This is a story of two men who no longer like each other. It is a poignant tale of a friendship gone so awry that they hardly acknowledge each other despite destiny entwining their fates in such a tangled mesh. Each time Leander Paes and Mahesh Bhupathi get over the ghosts of their past and come together to create mesmerising tennis, the fantasy of what could have been rears rampant.
Indian tennis is fortunate that their sense of duty overcomes their mutual apathy and as a result India still retain a toe-hold on the possibility of earning a Davis Cup World Group slot after a two-hour-nine-minute regulation 6-4, 7-6 (5), 6-1 victory over Marcello Mello and Bruno Soares. The tie against Brazil is now poised at 2-1 in favour of the visitors.
The belligerent 4-0 start to the first set apart, the star combination could hardly relax. Not till the final set, anyway, which they raced away with in just 35 minutes. The fact is that they are no longer the blistering pair of old. Movements are creaky now, strokes just a bit more arthritic.
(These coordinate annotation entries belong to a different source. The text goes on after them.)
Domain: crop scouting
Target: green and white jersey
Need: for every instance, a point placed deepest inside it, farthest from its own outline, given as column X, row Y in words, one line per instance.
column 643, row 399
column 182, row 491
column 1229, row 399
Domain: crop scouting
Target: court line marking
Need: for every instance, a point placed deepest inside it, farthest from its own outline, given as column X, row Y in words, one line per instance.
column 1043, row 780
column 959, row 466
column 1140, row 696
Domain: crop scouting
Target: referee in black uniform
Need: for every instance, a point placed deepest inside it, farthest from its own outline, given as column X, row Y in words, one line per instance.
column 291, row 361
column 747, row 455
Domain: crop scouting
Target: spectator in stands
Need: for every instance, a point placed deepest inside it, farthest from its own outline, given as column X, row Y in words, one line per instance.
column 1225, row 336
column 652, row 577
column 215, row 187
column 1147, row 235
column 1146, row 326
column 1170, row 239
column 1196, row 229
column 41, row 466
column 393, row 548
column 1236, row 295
The lunging volley is becoming too much of a gasping stretch and the deep overhead smash a matter of will trying to supplant groaning sinews.
But Saturday’s match was anyway never about which pair was fitter. The Indians did not let it go that way. It was crucial that the match not go beyond three sets for both are far from peak fitness as of now. It is good that those legs were not tested.
The tactical acumen of the pair arises from over a decade of familiarity. “We first came up with these plays in 1997. We still use the same. As long as we take care of our game, even if we do not play together, the chemistry will always remain,” said Bhupathi.
The Brazilian think-tank must have spent hours staring at the old tapes of the two. They must have pinpointed supposed weaknesses. But the world out on court is far removed from the digital drawing board. Nothing that the Brazilians tried cracked the Indian Express code.
It’s a question that they do not like. It’s been thrown at them too many times for comfort. But don’t they ever think about the ‘what if’ if they two would not have parted ways? “We have grown up a lot since then,” replied Paes. “We have grown to respect each other and what we did together. There are times I wish we would have been more mature. We did go our own ways but we both kept winning.”
Bhupathi too feels that they have both grown emotionally. “To sit back and wish it is easy but we both have set goals and as of now the Commonwealth Games is a common one. We would have probably won 15-20 slams but I prefer to live in the present,” he said.
It is extremely rare for instinctive understanding to unfold on court minus any matches together. After all, more than anything else theirs is a story of magic.
“That’s exactly what it is. It’s magic. I can’t explain it and am sure neither will Hesh be able to but I have never got the same (magic) with anyone else. It’s somehow like our karmas are connected,” sums up Paes.
Somdev Devvarman takes on Thomaz Bellucci in the first reverse singles on Sunday. What his karma dictates will decide India’s Davis Cup aspirations for next year.